Pazar Ligi Play-Off 'lar Başlıyor.

Uzun süredir yazmıyordum blogumdan Pazar Ligi ile ilgili. Bu aralara futbol aşkım Galatasaray başarısı ile doğru orantılı olsa da , blog yazılarımdan sonra birçok takımın bize karşı bilenişine tanık oldum. Bu da açıkcası beni ürküttü. Bileklerim, bacaklarım, dizlerim evli barklı işinde gücünde bir adam için fazla engebeli olsa da, bulunduğum her kurum için benliğini her zaman ikinci plana atmış birisi için eften püften şeyler olduğu da aşikar. Normal sezonu aslında beklentilerin altında kapamış olsak ta, uzun lig maratonundan sıkılmış olmanın verdiği bıkkınlık maçlarımızı flukte etse de, All-Star'a 2 oyuncu vermiş olmanın gururu sadece küçük bir anı olarak hatırlanacak olsa da, işte geldi çattı Play-Off'lar. Asıl uyuyan devi uyandıran alınan bir mağlubiyet değil her zaman yeni heyecanlardır. Bizim için alınmış bir galibiyetin 2 pundan başka bir anlamı yoktur. Kalamış galibiyetine ne kadar sevindiysek White Devils galibiyetine o kadar sevindik. Mental açıdan eyvallah demedik o kadar. Okullu olmalarına, alaylı olarak eğilmedik. Yani tavsiyem üzerimizden motive olmaya çalışmasınlar, zaralı çıkabilirler.

"Dereyi geçerken at değiştirilmez" demiş zamanında işten tecrübe edinmiş birileri. Ama faketmediği herkesin tecrübe ettiği şeyin farklı olabileceği. Evet Papazlar iki as oyuncusu ile yollarını ayırdı. Deve olsa farketmezdi kanımca. Cerrahide bir deyim vardır ABSE:DRENAJ. Yani irini boşaltacaksın. Bu iki arkadaşımızla işler iyi gitmiyordu, biz git demeden kendileri gittiler zaten. Aradıkları ama halen bulamadıkları takımlarında başarılar. diliyorum. Ama bir takıma entegre olmaya çalışmaktansa bence kendi hükmedecekleri bir takım kursunlar diye yine de tavsiyede bulunayım.

Yazmayı severim aslında, tanısı konmuş hiperaktivite bozukluğum ve beraberinde Dikkat eksikliğim, yani fikir uçuşmalarım dolayısı ile karmaşık cümleler kurabilirim.
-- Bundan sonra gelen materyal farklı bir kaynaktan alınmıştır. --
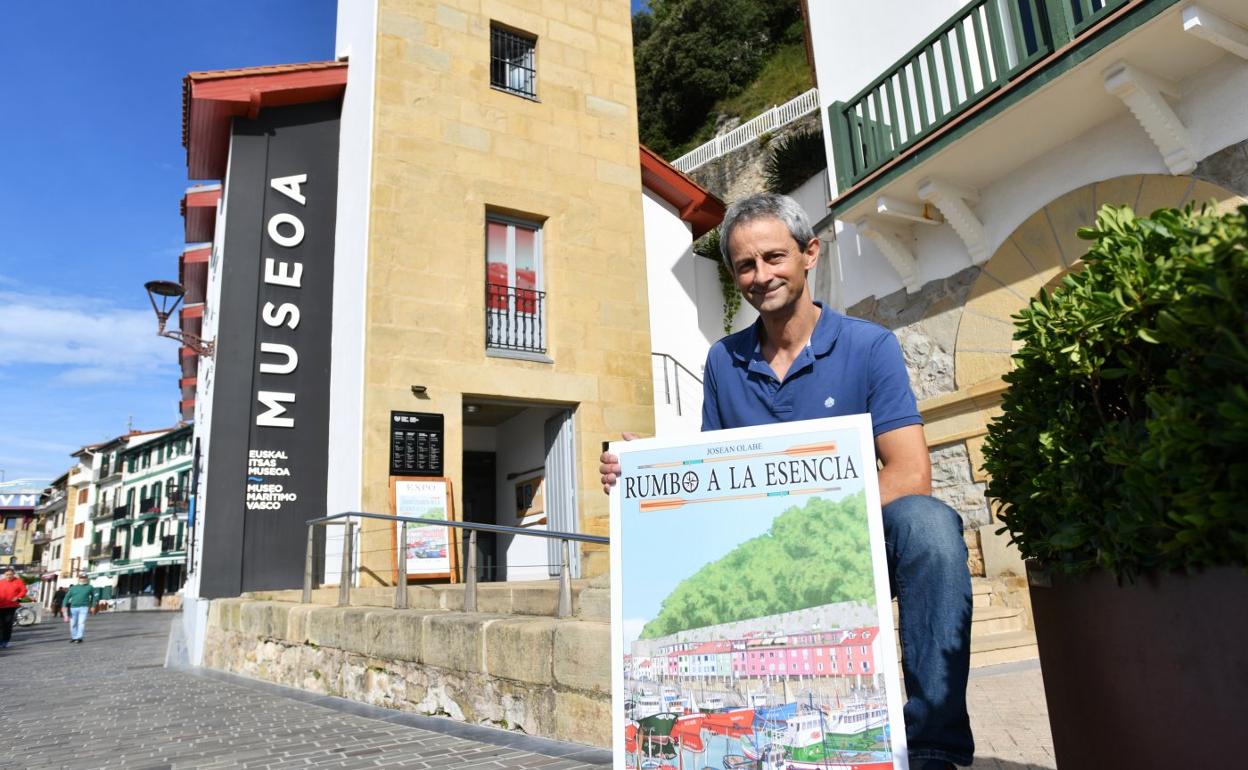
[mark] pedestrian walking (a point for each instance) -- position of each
(79, 600)
(11, 590)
Bu da Türkçesi çok iyi olmayan yurt dışında yetişmiş arkadaşların yazdıklarımı anlama da güçlüğe yol açabilir. Şimdiden affola. :))
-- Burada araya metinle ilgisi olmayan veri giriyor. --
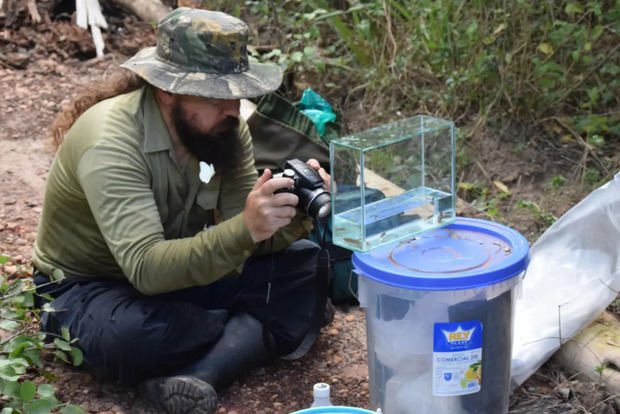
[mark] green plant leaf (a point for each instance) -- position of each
(27, 391)
(8, 325)
(64, 345)
(573, 8)
(10, 389)
(72, 409)
(64, 332)
(45, 391)
(61, 355)
(546, 48)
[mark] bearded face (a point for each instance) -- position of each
(219, 146)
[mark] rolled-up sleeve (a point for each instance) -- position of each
(116, 185)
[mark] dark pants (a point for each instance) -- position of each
(126, 336)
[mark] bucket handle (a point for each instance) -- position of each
(350, 286)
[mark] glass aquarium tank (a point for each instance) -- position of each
(392, 182)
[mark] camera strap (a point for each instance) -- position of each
(322, 282)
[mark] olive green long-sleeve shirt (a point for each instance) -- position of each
(118, 205)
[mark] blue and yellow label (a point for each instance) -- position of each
(457, 358)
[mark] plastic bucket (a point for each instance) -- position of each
(334, 410)
(439, 318)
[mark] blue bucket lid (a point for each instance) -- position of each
(334, 410)
(468, 253)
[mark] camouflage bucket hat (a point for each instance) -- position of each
(204, 53)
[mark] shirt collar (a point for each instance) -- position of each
(156, 136)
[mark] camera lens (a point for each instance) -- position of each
(319, 204)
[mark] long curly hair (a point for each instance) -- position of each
(118, 83)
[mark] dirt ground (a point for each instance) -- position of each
(43, 67)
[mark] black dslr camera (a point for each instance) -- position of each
(314, 199)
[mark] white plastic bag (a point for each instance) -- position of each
(574, 274)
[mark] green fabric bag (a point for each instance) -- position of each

Şunu belledim bi kere. White Devils kalecisi Emre'nin dediği gibi aslında çirkef olmayan takım yok. Kimininki huyundan, kimininki tepkisel, kimininki anlık ta olsa herkes çirkinleşebiliyor. Sanırım benimki tepkisel. Mesela bu yazıyı yazmama sebep olan da bir tepki aslında. Play off mücadelesini gereksiz germeye çalışan bazı arkadaşlara kendi blogumdan cevap vermek istedim. Belki de hiç bu yazıyı okumayacaklar ama bu da benim motive olma yöntemlerimden biri. Sonuçta burası benim mıntıkam. Sizin mıntıkanız hemen altta ki yorum yaz bölümü, her zaman beklerim.

Şunu öncelikle belirteyim. Kaybettiğimiz 4 maç rakiplerimizi belki umutlandırır ama sebeplerimiz bahaneden öte gerçekliğe yakın. Bada'nın iş durumu, takımdan ayrılanlar, Alper'in cezası, Savaş ile Fatih'in birçok maçı iş durumu ile kaçırmış olmaları bu yenilgilerin zeminini hazırladı.

Mental, fiziksel, kadrosal olarak Play-Off lara kusursuz geliyoruz. Takımımıza ve birbirimize sevgimiz-saygımız tam. Tam kadro geliyoruz. Elimizden ne geliyorsa yapacağız. Yapıp ta yenilmek varsa da bükemediğimiz bileği öpmesini biliriz. Tebrik eder, hakedenin şampiyon olmasını isteriz.

Saat 17:00. Birinci saha. Hilalspor Tesisleri.